By Christian Watson '20, Warren Township High School

Last month, scholars from WTHS went to view a documentary at the Milwaukee Film Festival titled “Keepers of the Game.” It offered interesting perspectives on gender, women in sports, and moments when you might clash with your own culture.

What was the movie about?
The movie was an amazing coming of age documentary. It’s about a group of teenage girls that live on an Indian reservation. They face some of the hard challenges of overcoming your culture’s ideas and morals. The girls love lacrosse and have a passion to play it. Although their culture doesn’t have the same beliefs, they strive to change that. Their culture has always had the belief that the only gender that played lacrosse was men. So, when this group of girls start to play the sport, they are frowned upon and not supported by everyone in the community. Their school tells them that they will not be funded, and to continue they need to find their own funding. They start having fundraisers and raise enough money to keep the team going. Eventually people start becoming more accepting of the idea of women playing lacrosse. Even important people in the community accept it.
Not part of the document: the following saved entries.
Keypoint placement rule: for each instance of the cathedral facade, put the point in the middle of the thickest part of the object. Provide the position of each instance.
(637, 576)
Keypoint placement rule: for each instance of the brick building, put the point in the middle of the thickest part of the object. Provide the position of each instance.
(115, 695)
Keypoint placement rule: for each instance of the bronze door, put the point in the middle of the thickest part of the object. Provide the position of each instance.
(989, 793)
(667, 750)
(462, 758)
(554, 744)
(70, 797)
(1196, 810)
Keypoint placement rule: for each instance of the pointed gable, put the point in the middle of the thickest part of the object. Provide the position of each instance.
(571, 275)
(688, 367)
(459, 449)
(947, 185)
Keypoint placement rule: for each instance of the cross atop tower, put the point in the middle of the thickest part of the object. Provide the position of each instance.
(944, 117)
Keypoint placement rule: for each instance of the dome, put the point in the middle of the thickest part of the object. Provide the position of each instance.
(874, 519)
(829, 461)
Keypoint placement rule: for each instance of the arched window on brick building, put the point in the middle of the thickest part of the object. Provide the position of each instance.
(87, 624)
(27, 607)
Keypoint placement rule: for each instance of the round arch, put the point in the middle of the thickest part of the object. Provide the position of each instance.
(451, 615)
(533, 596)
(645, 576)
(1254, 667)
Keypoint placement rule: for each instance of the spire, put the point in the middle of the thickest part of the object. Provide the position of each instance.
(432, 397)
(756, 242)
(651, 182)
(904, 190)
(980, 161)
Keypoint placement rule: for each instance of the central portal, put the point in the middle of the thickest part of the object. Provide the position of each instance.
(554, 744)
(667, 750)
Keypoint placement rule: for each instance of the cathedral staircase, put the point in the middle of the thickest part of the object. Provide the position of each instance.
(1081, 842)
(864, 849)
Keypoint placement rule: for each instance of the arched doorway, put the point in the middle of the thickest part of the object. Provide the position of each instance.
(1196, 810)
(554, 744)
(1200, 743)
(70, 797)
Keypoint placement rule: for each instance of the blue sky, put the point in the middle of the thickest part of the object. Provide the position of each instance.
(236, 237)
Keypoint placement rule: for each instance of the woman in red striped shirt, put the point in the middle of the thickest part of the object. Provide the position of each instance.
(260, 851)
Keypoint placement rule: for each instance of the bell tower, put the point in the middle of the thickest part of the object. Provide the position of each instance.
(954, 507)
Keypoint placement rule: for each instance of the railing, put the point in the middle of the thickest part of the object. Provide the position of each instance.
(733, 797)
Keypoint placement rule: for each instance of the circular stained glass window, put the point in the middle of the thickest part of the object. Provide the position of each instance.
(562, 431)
The clan mother sits the girls down and tells them that their culture is adaptable. She lets them know that they have her permission and support to play the game. After, the girls continue to go through many struggles. One girl even quits the team. Yet, the girls still persevere and rise above it all. They win some, and lose some, but they never gave up. They all learn friendship, teamwork, and perseverance. The girls eventually go on to play their rival school and win. They become the Keepers of The Game.
What did you think about the film? 
Honestly, I loved it. The movie was very inspirational and interesting. Now, before I get into my full opinion I want you to think about the word: “Documentary.” When I hear the word I think of a long, boring movie. I never hear my friends say, “Let’s watch a documentary.” I would have to say that this film changed the connotation of the word “documentary” in my mind. I learned that for a documentary to be interesting, it has to be about a certain topic that you like/are interested in. Now, my opinion. I loved this movie. Throughout the movie...I cried: I felt a connection with the girls, and I respected them so much. I cried because the girls were so perseverant and inspirational. I felt a connection with them because I have certain beliefs that my “community” doesn’t have. I had so much respect for the girls because they stood up for what they believed in and they never gave up.

Scholars Christian Alcantara ’19, Kaylyn Wright ’17, and Christian Watson ’20 at the Milwaukee Film Festival.